Con la contro-riforma già votata in prima lettura dai due rami del parlamento (8 agosto 2014 al Senato, 10 marzo 2015 alla Camera) lo Stato si riappropria della legislazione esclusiva in tema di “disposizioni generali e comuni (…) sul turismo” nonché su altri campi connessi, come “infrastrutture strategiche e grandi reti di trasporto e di navigazione (…) porti e aeroporti civili, di interesse nazionale ed internazionale”.
Tre appaiono allora i probabili campi di intervento statale, “a gamba tesa”, su quanto le regioni avrebbero potuto ma non hanno ritenuto di fare.
Primo, promuovere, tutelare e sostenere il patrimonio costituito dalla “marca Italia” (notorietà, reputazione, desiderio e così via) che non è solo turistica, ma riguarda l’identità e i modi di vita, le persone, i prodotti e le imprese, e che costituisce un immenso valore aggiunto anche e proprio per il turismo. Peccato che in questa materia manchi ancora quel referente unico, efficiente e autorevole, che magari avrebbe potuto nascere dall’integrazione tra Ice, Invitalia ed Enit, se non si fosse deciso anche questa volta di “stralciarlo”.

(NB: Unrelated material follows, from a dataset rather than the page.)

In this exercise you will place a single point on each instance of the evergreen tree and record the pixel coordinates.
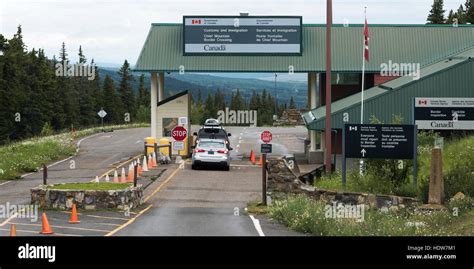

Secondo, creare una classificazione nazionale delle imprese e delle strutture ricettive, che dovrà però giocoforza integrarsi con i sistemi di valutazione privati online (le recensioni, i contenuti generati dagli utenti, lo storytelling, per esempio).
Terzo, regolamentare l’assurda competizione tra aeroporti e porti, che provoca una emorragia diffusa e incalcolabile di risorse pubbliche, impegnate a farsi concorrenza tra loro, magari a vantaggio di vettori e operatori non tassati in Italia. Ma questa, per quanto turisticamente basilare, resta materia estranea alla governance del settore.